Les fenêtres qui s'ouvrent sur le large

Une carrière courte crée le mythe de l'étincelle créative d'une époque. Une carrière longue oblige aux remises en question. Tel le surfeur circulant sur les vagues successives d'énergie de l'océan, à tout instant, il nous faut réinventer l'harmonie avec les circonstances pour marier fond et forme.

Le fond est notre réaction à notre univers, sa permanence physique ou ses changements sociaux. La forme dépend des outils de communication de l'époque. Aujourd'hui, ils vieillissent de plus en plus vite. Le marché accélère les modifications de consommation et nous perdons vite nos repères: nos vies sont plus longues que nos certitudes.

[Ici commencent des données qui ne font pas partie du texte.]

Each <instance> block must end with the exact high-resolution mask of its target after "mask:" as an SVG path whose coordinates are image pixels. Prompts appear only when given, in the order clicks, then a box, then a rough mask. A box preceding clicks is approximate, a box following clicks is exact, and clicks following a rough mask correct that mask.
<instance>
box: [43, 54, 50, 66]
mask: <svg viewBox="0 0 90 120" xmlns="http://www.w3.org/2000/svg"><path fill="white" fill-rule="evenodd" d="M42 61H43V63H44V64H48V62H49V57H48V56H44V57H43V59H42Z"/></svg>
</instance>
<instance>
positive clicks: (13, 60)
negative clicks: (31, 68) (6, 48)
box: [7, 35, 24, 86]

A chaque nouvelle vague, il faut garder son étonnement, cette base de l'élan créatif, sinon "Un jour, nous quittons la scène de cette représentation, la comédie nous échappe car nous ne saisissons plus le fil de son intrigue. Notre rôle nous déçoit et le jeu paraît misérable" (Le Zen, Maurice Cocagnac). La contemplation de l'univers dans l'espace réduit d'un atelier ou d'un jardin permet la fuite de l'esprit sur le chemin de la méditation face à la feuille blanche et le silence: c'est la base du travail.

Pour l'inspiration, c'est plutôt des instants de conscience fulgurante, des flasches qui pénètrent nos filtres personnels d'éducation et de vécu: un bois bien planté depuis la fenêtre du train, un rayon de soleil sur un cimetière marin, une danse exceptionnelle… La ligne continue symbolise la fuite de l'âme de l'être fini vers l'univers infini, espace fractal et répétitif à diverses échelles. J'aime comparer le développement de l'humanité à la croissance du chou-fleur où chaque inflorescence charnue se développe sur les précédentes qui constituent l'arborescence génétique et culturelle. Dans ce processus se glissent adaptations, oublis de mémoire, "structures dissipatives", qui créent des originalités locales à la base de la multiplicité des formes et des espèces.

Seule la fuite intérieure de l'esprit permet de supporter le monde moderne: un peu de sérénité dans le stress qui nous assaille par trop d'informations. Avez-vous conscience que l'agitation des sociétés humaines est peut-être en diapason avec celle de la terre face au soleil: leçon d'humilité?